Could Riots Akin to Those in Britain Happen Here?

Aug 18, 2011

By Hilary Hall

A young man, when asked by a British television reporter whether violence is a proper way to express discontent, said, "You wouldn't be talking to me now if we didn't riot, would you?"

That statement alone is a revealing commentary on the frustration that young, low-income people in England feel. By now, it's well known that England earlier this month turned into a maelstrom due to social unrest, creating a political hotbed over the root causes of the turbulence. British authorities pegged the initial impetus behind the rioting as police shooting of a 26-year-old man who resided in a low-income neighborhood in London. But as the riots persisted, many politicians and citizens alike pointed to issues that go much deeper.

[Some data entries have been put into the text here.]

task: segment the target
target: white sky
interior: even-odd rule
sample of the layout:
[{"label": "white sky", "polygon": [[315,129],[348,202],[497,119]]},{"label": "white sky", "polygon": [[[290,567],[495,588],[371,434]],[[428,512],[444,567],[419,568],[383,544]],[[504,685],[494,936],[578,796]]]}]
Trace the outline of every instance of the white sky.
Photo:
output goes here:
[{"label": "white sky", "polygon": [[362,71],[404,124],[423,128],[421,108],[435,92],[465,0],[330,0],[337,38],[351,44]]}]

News report after news report pointed out that in recent years, the British government has implemented cuts to government spending, severely slashing many social programs.  In addition, youth unemployment has climbed, hitting an unprecedented 20 percent in 2011. Many of the poor youths at the center of the riots felt the worst effects. The violence is inexcusable, but it nonetheless underscores doubts about the stability and wellbeing of a society that is increasingly unequal, and where many youths feel they are not given opportunity to participate in the economy.

Writer Michelle Chen, in a piece for alternet.org, wrote, "Though it's not inevitable that these trends will provoke disorder, it's clear that youth have little incentive to conform to a social order that makes them feel utterly powerless."

The United States is certainly not England, but there are several indisputable similarities in the underlying issues behind the British riots that raise questions about what happens when disadvantaged youth feel marginalized or wholly disconnected from larger society.